Imazapic
- Names: IUPAC name 5-Methyl-2-[4-methyl-5-oxo-4-(propan-2-yl)-4,5-dihydro-1H-imidazol-2-yl]pyridine-3-carboxylic acid

Identifiers
- CAS Number: 104098-48-8;
- 3D model (JSmol): Interactive image;
- ChEBI: CHEBI:147366;
- ChemSpider: 82867;
- ECHA InfoCard: 100.111.166
- PubChem CID: 91770;
- UNII: K98N09T10R;
- CompTox Dashboard (EPA): DTXSID5034270 ;

Properties
- Chemical formula: C_{14}H_{17}N_{3}O_{3}
- Molar mass: 275.308 g·mol^{−1}

= Imazapic =

Imazapic is a chemical used as an herbicide.
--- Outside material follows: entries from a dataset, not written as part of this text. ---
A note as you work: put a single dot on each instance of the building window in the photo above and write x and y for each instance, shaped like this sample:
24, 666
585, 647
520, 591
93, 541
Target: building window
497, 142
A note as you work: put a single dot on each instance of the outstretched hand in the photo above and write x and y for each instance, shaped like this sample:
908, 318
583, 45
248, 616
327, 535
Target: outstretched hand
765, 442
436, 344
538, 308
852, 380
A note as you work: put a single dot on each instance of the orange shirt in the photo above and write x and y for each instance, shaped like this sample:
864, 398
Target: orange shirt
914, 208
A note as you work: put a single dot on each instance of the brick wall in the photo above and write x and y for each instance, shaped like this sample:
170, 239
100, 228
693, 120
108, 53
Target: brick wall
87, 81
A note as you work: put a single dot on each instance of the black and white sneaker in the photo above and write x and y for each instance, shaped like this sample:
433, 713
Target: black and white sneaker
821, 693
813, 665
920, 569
It controls many broad leaf weeds and controls or suppresses some grasses in pasture, rangeland and certain types of turf. It has a half-life of around 120 days in soil. Imazapic is considered an environmental hazard due to its harmful effects on aquatic life.

Imazapic's HRAC classification is Group B (global, Aus), Group 2 (numeric), as it inhibits acetohydroxyacid synthase.